John Dunlop provided Harvard with strong and skillful stewardship in the immediate aftermath of 1969. Today, we are fortunate that the experienced leadership of interim President Alan M. Garber ’76 has given the University time to pause and to reflect. We must make use of that time — as the Dunlop Committee did more than 50 years ago — to take a hard look at Harvard’s governance.

This time, however, we really must act, if we are not to repeat this drama a decade or two hence. Taking the Dunlop Committee’s findings as guidance, here is how we might proceed today:

First, create a new University-wide Committee on Governance chaired by the provost. Review best practices at other U.S. and international universities.

Second, be prepared to restructure our bicameral governing boards into one, with a higher percentage of individuals who know from experience the industry they’re overseeing. Explore the role of faculty and students on the board.

Third, establish a University Senate, perhaps on the model set forth by the Dunlop Committee, as a powerful advisory body to the president and board, composed of faculty and (in lesser numbers) students from each school of the University. How can there be “one Harvard” without a University-wide voice for faculty in governance?

Fourth and finally, explore means to establish a more transparent governance. The Office of the Governing Boards is the administrative arm of the Overseers and the Corporation. Its mission has been to maintain stability and secrecy. It is not a crime, however, to publish agendas and edited minutes, or to meet with the press. Other boards of leading universities do this.

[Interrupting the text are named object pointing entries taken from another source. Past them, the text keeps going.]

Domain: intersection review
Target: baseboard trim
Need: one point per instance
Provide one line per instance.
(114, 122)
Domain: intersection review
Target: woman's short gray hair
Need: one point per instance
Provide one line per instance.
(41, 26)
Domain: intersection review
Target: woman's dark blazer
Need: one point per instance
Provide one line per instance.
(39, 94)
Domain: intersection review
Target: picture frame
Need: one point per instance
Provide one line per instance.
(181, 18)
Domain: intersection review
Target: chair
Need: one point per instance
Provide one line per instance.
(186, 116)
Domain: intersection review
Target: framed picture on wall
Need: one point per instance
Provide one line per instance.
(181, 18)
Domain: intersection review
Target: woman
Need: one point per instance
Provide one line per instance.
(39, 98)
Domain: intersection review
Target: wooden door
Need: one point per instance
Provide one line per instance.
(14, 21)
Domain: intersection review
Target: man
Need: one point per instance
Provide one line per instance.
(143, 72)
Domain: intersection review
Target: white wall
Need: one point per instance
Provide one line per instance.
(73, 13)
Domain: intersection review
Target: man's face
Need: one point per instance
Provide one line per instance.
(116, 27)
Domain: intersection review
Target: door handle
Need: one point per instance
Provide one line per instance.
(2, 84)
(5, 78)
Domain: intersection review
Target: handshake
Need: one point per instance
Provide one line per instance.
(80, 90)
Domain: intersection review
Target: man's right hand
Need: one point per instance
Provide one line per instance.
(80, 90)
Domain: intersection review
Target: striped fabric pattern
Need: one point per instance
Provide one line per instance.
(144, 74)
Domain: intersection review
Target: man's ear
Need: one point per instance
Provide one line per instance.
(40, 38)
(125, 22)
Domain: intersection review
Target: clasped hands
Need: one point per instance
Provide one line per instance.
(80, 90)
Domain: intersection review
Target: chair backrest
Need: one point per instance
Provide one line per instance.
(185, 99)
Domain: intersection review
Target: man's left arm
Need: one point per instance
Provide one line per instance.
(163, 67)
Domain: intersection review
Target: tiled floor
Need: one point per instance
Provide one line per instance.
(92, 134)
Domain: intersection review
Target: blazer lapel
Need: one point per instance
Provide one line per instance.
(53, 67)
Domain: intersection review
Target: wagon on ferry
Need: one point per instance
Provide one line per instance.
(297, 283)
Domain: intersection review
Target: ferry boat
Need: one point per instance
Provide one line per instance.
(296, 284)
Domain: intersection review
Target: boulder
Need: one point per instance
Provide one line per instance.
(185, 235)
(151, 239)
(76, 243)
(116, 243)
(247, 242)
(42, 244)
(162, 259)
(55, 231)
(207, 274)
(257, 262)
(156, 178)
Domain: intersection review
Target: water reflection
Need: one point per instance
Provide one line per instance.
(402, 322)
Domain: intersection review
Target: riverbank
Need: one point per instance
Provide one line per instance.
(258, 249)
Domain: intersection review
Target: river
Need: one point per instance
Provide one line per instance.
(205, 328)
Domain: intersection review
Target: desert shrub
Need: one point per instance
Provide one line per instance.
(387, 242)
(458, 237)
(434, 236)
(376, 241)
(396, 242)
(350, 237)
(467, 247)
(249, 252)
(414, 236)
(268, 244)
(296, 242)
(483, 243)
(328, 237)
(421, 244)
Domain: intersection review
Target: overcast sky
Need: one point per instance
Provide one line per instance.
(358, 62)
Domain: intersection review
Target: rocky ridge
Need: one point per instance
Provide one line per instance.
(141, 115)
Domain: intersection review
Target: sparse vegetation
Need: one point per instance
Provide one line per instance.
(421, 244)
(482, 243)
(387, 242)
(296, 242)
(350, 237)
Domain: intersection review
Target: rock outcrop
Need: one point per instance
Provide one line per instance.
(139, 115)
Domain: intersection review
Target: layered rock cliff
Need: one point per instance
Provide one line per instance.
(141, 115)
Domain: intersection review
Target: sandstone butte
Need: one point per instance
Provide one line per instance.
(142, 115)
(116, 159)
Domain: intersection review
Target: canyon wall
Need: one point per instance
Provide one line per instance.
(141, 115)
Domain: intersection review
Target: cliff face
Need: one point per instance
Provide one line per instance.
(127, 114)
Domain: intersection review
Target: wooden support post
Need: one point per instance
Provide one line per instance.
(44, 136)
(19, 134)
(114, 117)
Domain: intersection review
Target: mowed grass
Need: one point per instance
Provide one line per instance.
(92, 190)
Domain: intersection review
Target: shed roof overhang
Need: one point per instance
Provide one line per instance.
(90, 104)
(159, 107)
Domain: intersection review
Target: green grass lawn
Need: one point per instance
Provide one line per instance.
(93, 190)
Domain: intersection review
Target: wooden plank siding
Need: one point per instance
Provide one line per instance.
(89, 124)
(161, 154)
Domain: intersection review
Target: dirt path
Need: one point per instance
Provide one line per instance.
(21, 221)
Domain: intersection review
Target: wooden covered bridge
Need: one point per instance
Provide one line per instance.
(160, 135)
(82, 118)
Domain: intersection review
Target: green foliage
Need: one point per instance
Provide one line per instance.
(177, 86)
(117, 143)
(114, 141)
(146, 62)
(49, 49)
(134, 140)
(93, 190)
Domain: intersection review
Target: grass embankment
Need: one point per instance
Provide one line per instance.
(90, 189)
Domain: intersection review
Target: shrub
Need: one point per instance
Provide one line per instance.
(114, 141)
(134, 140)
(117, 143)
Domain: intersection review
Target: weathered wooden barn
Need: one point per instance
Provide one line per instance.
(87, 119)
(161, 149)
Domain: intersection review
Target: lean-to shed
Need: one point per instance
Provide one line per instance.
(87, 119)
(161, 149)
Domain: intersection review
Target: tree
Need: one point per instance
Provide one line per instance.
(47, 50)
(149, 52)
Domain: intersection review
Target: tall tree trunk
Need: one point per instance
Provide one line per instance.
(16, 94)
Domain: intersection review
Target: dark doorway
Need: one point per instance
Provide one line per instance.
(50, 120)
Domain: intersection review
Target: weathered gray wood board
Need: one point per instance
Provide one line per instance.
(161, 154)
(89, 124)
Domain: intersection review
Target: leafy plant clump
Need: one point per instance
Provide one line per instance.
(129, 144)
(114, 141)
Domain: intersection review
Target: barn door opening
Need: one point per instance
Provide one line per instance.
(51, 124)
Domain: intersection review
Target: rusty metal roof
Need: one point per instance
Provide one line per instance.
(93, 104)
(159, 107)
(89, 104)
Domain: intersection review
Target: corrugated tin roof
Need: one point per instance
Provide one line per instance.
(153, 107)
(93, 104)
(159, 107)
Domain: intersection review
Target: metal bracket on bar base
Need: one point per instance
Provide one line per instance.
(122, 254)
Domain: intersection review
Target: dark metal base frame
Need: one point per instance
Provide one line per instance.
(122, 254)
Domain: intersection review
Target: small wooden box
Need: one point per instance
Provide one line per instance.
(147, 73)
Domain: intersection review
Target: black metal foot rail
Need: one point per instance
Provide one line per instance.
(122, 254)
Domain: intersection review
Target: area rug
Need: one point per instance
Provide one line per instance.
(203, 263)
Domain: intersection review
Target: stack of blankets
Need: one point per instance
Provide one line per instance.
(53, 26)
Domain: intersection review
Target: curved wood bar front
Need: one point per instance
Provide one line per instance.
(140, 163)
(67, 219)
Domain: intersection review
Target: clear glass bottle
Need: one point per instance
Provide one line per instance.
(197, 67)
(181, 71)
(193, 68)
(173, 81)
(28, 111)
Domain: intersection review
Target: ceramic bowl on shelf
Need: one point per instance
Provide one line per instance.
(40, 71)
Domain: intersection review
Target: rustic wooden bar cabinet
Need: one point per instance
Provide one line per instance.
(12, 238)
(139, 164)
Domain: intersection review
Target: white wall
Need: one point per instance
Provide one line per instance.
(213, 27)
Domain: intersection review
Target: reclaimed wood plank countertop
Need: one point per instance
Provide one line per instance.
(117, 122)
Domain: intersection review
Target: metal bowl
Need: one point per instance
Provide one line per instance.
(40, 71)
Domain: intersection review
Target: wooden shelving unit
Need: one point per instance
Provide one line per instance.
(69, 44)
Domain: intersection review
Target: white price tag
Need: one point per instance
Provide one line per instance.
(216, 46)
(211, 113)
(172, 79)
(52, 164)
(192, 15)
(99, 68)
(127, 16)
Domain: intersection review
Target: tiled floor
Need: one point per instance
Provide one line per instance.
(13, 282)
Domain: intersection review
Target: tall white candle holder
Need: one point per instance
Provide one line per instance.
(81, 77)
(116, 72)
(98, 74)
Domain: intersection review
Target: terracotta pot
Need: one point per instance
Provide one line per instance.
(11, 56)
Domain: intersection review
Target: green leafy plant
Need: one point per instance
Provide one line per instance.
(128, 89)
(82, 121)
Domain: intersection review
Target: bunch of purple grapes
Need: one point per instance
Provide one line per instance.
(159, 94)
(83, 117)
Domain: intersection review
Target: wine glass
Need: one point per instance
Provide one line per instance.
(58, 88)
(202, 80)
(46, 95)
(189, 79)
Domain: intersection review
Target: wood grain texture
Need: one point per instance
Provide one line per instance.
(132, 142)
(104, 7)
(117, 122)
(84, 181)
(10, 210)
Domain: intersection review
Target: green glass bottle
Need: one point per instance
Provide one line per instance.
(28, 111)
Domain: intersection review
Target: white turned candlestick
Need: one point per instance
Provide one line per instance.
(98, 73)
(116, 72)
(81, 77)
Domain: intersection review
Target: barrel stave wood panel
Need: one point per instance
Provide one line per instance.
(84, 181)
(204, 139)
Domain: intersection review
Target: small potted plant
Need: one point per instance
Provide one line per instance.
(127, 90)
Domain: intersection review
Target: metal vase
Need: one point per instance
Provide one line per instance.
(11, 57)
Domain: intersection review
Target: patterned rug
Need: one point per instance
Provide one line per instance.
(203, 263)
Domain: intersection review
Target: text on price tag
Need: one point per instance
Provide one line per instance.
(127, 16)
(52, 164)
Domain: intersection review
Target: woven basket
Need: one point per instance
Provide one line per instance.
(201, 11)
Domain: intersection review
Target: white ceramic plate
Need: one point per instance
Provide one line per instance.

As someone who has written on the governance of modern research universities from Germany to America to China, I know there is no perfect model. But many work better than ours. I agree with Henry Rosovsky’s first principle of governance: “Not everything is improved by making it more democratic.” Yet we must strive for more open and accountable governance at Harvard.

William C. Kirby is T.M. Chang Professor of China Studies and Spangler Family Professor of Business Administration, former Dean of the Faculty of Arts and Sciences, and the author of Empires of Ideas: Creating the Modern University from Germany to America to China.